The Chancellor will try to stave off a crisis over the supply of new homes, particularly for first-time buyers, which is being deepened by the recession. In the small print of his Budget statement, he will concede that the Government is behind schedule on its target of seeing 240,000 new homes a year built by 2016.

Also in jeopardy is Gordon Brown's goal of securing three million new homes by 2020 – one of the first pledges he made on becoming Prime Minister in 2007, when he raised the annual target by 40,000 a year.

Despite the recession Britain is still chronically short of housing, and government advisers have warned that demand will not meet supply unless there is a rapid increase in housebuilding. The number of new homes built rose to 210,000 in the 2008-09 financial year, but will decline sharply in the current year. Housebuilders predict a record low.

As a result the Chancellor will provide "gap funding" to allow mothballed housebuilding projects to go ahead on "ready to go" sites for which planning permission has been granted. They will include "shared equity" schemes, in which first-time buyers take a stake in a house or flat in partnership with a housing association.

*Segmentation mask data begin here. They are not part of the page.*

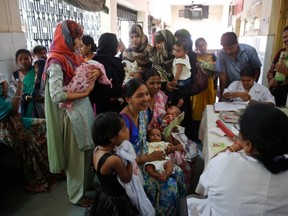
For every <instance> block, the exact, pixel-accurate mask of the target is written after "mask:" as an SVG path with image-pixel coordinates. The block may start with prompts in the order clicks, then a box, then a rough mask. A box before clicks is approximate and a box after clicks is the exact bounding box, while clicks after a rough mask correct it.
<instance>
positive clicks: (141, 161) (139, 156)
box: [139, 155, 143, 163]
mask: <svg viewBox="0 0 288 216" xmlns="http://www.w3.org/2000/svg"><path fill="white" fill-rule="evenodd" d="M139 160H140V163H143V161H142V158H141V155H139Z"/></svg>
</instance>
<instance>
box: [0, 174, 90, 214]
mask: <svg viewBox="0 0 288 216" xmlns="http://www.w3.org/2000/svg"><path fill="white" fill-rule="evenodd" d="M1 183H3V182H1ZM0 190H1V195H0V215H1V216H84V213H85V208H82V207H80V206H77V205H72V204H71V203H69V201H68V197H67V192H66V182H65V181H63V182H61V183H60V184H59V185H58V186H57V187H56V188H55V189H54V190H53V191H51V192H50V193H46V192H44V193H37V194H28V193H26V192H25V191H24V190H23V187H22V185H21V184H20V182H19V181H17V180H16V179H14V180H13V181H10V182H6V184H1V187H0Z"/></svg>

Local authorities, who used to build hundreds of thousands of homes, will be allowed back into the market, and will be able to bid for government approval. The quickest and best value projects will be given the green light.

Mr Darling will extend the stamp duty holiday on properties costing less than £175,000, which was due to end in September, until the end of December.

He will announce a bonus for people with variable rate mortgages who lose their jobs. Interest paid by the Government will be calculated on a 6 per cent rate, even though the average rate has dropped to 4 per cent.

As he finalised his Budget package, Mr Darling came under fire from Labour, Tory and Liberal Democrat MPs. Thirty-two Labour backbenchers signed a Commons motion demanding help for up to 3.8 million low-paid people who are still worse off as a result of Mr Brown's decision to abolish the 10p bottom rate of income tax.

The Opposition seized on Treasury hints that it could take almost 10 years to plug the hole in the nation's finances, as the Chancellor prepares to announce that public borrowing could rise to £170bn.

George Osborne, the shadow Chancellor, said: "Promises to balance the budget in 10 years are laughable from a Labour government that can't get its fiscal forecasts right from one month to the next. What it really signals is that Alistair Darling will duck the difficult decision on public spending needed to deal with the Government's debt crisis – and will instead predictably leave those decisions to the next Conservative government."